Simple and Effective Graph Autoencoders with One-Hop Linear Models
This work simplifies graph autoencoders for researchers and practitioners, questioning the need for complex models on standard benchmarks, but it is incremental as it builds on existing autoencoder frameworks.
The paper tackled the problem of unnecessarily complex graph convolutional network encoders in graph autoencoders by proposing simpler one-hop linear models, showing they achieve competitive performance on benchmark datasets for link prediction and node clustering.

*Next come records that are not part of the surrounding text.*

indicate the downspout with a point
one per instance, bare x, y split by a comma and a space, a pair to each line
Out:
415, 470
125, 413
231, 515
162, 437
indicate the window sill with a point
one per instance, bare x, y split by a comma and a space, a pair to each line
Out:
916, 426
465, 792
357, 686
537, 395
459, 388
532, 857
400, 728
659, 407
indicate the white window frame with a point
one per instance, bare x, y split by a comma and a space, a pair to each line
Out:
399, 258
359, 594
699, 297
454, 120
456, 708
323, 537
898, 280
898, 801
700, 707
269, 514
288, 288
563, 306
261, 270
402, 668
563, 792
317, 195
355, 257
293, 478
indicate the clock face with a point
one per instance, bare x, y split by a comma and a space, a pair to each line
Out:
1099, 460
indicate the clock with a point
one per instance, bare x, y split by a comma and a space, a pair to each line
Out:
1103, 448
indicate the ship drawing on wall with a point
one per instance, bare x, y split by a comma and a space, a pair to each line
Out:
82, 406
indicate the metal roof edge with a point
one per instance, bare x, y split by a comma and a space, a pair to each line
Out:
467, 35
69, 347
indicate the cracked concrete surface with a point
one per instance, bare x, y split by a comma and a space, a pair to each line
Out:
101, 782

Over the last few years, graph autoencoders (AE) and variational autoencoders (VAE) emerged as powerful node embedding methods, with promising performances on challenging tasks such as link prediction and node clustering. Graph AE, VAE and most of their extensions rely on multi-layer graph convolutional networks (GCN) encoders to learn vector space representations of nodes. In this paper, we show that GCN encoders are actually unnecessarily complex for many applications. We propose to replace them by significantly simpler and more interpretable linear models w.r.t. the direct neighborhood (one-hop) adjacency matrix of the graph, involving fewer operations, fewer parameters and no activation function. For the two aforementioned tasks, we show that this simpler approach consistently reaches competitive performances w.r.t. GCN-based graph AE and VAE for numerous real-world graphs, including all benchmark datasets commonly used to evaluate graph AE and VAE. Based on these results, we also question the relevance of repeatedly using these datasets to compare complex graph AE and VAE.